Many clinicians are surprised to see sulfasalazine on this list, Dr. Perritt pointed out. She said this finding may be due to the characteristics of patients who are recommended for treatment with sulfasalazine (i.e., patients perceived to have higher baseline risk of infection may be preferentially treated with sulfasalazine over other disease-modifying anti-rheumatic drugs [DMARDs], and thus, these patients are more likely to experience severe COVID-19 disease).
Dr. Perritt helped summarize general guidance from the ACR with respect to treating patients in the era of COVID-19, such as recommending social distancing, reducing in-person healthcare encounters when possible and using the lowest possible dose of glucocorticoids.

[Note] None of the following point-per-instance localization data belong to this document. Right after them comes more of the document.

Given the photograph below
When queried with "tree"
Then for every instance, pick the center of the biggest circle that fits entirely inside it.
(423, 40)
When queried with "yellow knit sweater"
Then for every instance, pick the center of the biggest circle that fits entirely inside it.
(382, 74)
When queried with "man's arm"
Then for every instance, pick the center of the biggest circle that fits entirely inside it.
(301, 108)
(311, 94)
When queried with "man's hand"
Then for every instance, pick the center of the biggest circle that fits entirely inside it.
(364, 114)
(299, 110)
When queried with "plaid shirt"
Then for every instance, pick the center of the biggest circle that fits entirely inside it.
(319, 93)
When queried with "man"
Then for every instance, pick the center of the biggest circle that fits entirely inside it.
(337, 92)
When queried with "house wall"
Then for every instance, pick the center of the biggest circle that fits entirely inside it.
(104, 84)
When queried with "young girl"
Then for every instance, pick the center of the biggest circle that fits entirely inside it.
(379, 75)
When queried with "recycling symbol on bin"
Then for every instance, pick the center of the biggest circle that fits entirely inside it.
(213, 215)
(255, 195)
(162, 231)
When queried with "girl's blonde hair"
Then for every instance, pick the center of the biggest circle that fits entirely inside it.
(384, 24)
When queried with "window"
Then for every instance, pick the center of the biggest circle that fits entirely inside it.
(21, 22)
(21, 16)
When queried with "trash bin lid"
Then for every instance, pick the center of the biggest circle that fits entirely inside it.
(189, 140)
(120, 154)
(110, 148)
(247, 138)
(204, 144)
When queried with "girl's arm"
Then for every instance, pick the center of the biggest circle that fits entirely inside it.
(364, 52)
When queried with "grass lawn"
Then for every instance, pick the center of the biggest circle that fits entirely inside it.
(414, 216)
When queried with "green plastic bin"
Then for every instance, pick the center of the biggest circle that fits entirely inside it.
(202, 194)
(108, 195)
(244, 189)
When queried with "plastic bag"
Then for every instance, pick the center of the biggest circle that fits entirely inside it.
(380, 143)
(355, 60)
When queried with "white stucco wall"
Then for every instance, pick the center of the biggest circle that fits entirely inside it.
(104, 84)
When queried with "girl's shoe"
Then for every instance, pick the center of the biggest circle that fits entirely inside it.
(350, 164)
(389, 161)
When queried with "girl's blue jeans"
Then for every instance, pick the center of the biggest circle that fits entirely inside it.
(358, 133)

With respect to new medications and escalation of therapy, the ACR guidance is to start hydroxychloroquine or chloroquine at full dose for patients with systemic lupus erythematosus and inflammatory arthritis conditions and starting biologics for inflammatory arthritis if there is moderate to high disease activity that is uncontrolled by conventional synthetic DMARDs (csDMARDs).
Vaccination against COVID-19 is clearly recommended for all patients and their family members, and patients should seek vaccination when disease is quiescent.
Dr. Perritt made reference to the ACR COVID-19 Vaccine Clinical Guidance Summary for Patients with Rheumatic and Musculoskeletal Diseases, which provides detailed recommendations relating to many different immunosuppressive treatments and how these should be handled relative to timing of vaccination.1 In particular, Dr. Perritt explained that, for patients to be treated with rituximab, it is ideal to perform vaccination against COVID-19 at least 2–4 weeks before rituximab dosing.